Figure 1 Spacing and numbering in the 16-point grid for the Jenkinson–Collison automated Lamb weather typing classification scheme.

The flow direction is based on an eight-direction compass (N – north; NE – northeast; E – east; SE – southeast; S – south; SW – southwest; W – west; and NW – northwest) and is calculated as follows:

$$\begin{array}{}\text{(2)}& {\displaystyle \frac{\mathrm{1}}{\tan (\mathrm{WF}/\mathrm{SF})}}.\end{array}$$

If the outcome of Eq. (2) is positive, then 180^∘ is added.

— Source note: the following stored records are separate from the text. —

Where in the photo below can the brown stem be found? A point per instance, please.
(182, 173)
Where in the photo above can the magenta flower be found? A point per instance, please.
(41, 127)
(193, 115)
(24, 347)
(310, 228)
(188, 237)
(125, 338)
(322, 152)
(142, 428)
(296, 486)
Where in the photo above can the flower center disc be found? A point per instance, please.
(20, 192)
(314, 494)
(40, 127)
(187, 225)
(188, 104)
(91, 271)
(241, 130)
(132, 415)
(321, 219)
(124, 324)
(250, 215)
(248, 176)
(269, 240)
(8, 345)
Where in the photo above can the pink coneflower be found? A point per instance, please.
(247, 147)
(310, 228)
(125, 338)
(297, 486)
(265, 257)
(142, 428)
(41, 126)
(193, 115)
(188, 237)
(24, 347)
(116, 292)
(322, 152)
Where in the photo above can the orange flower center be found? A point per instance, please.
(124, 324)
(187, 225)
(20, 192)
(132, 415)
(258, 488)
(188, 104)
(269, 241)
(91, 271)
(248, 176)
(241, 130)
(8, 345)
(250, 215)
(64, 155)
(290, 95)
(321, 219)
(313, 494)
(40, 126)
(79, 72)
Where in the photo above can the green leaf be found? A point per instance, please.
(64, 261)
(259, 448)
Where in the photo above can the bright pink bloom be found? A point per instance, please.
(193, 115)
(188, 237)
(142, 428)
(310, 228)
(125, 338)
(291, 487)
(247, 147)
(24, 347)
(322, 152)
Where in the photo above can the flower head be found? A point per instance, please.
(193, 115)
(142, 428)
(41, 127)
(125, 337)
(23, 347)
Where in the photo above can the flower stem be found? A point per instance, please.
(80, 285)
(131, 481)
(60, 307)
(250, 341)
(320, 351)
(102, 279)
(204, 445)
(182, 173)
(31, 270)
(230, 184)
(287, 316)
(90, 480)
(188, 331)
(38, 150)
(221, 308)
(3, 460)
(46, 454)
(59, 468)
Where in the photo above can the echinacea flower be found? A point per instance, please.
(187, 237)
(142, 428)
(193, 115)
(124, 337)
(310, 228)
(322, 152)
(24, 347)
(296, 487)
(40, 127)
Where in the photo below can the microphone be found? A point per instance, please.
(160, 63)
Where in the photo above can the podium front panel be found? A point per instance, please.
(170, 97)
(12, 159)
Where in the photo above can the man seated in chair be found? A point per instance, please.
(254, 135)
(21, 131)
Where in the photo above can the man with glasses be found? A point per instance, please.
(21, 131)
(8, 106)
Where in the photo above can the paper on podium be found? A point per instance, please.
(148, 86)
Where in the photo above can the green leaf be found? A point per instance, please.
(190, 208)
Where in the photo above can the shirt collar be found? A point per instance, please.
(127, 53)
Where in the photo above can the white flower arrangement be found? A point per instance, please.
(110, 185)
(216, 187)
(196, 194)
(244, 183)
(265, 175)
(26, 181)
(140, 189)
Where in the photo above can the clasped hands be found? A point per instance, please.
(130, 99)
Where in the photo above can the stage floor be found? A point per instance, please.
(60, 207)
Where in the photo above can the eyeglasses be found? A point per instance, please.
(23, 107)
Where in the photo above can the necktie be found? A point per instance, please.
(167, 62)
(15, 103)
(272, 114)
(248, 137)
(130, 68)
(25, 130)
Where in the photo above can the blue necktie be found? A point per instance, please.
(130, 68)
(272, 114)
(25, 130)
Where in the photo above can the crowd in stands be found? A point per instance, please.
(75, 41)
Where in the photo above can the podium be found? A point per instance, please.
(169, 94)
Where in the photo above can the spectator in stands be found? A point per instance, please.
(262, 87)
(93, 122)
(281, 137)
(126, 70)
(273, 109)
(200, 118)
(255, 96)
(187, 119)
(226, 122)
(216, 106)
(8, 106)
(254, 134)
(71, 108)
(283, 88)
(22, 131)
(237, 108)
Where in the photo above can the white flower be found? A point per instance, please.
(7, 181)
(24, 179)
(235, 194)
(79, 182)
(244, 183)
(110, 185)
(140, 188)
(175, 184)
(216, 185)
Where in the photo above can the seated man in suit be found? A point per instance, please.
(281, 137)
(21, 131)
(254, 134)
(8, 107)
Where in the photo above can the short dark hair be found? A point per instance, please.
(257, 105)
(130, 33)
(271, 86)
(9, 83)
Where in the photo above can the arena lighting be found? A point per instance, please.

Based on a comparison of the flow indices and the flow direction, 27 different WTs are identified. The comparison of the flow indices considers the following criteria:

• $\left|Z\right|<F$: pure directional WTs (W, NW, N, NE, E, SE, S, SW);

• $\left|Z\right|>\mathrm{2}F$ and Z>0: pure cyclonic WT (C);

• $\left|Z\right|>\mathrm{2}F$ and Z<0: pure anticyclonic WT (A);

• $F<\left|Z\right|<\mathrm{2}F$ and Z>0: hybrid cyclonic WTs (HCW, HCNW, HCN, HCNE, HCE, HCSE, HCS, HCSW);

• $F<\left|Z\right|<\mathrm{2}F$ and Z<0: hybrid anticyclonic WTs (HAW, HANW, HAN, HANE, HAE, HASE, HAS, HASW);

• F<6 and Z<6: undefined WT (U).

These 27 WTs are regrouped to 11 WTs by equally dividing the hybrid WTs over the corresponding non-directional WTs (cyclonic or anticyclonic) and directional WTs. Although this might lead to information loss (Schiemann and Frei, 2010), it leads to larger sample sizes per WT and thus more accurate SDM relationships. The use of a reduced number of WTs is also in line with previous case studies for Belgium (Brisson et al., 2011; De Niel et al., 2017; Demuzere et al., 2009; Willems and Vrac, 2011).

2.1.2 Step 2: statistical downscaling by analogues

Downscaled time series are produced by finding analogues for the projected climate model output. In the first step, the bias in the number of wet days is removed by using a climate-model-dependent and a seasonally dependent wet-day threshold. In the next step, the downscaled precipitation time series are constructed by WT analogues.

The first criteria for defining an analogue wet day are the season and WT. Consider the day d of the projected climate model output, corresponding with the season s, WT wt and a daily precipitation amount p. Then, the search for an analogue day is conducted among the observed wet days in season s for which the WT equals wt. Besides the season and the WT, the exceedance probability of the daily precipitation amount p is considered. More precisely, the exceedance probability is calculated by using the total daily precipitation amounts of the wet days occurring in the season s and corresponding with the WT wt. As such, the analogue precipitation amount for day d equals the daily precipitation amount of the observed time series with the closest exceedance probability.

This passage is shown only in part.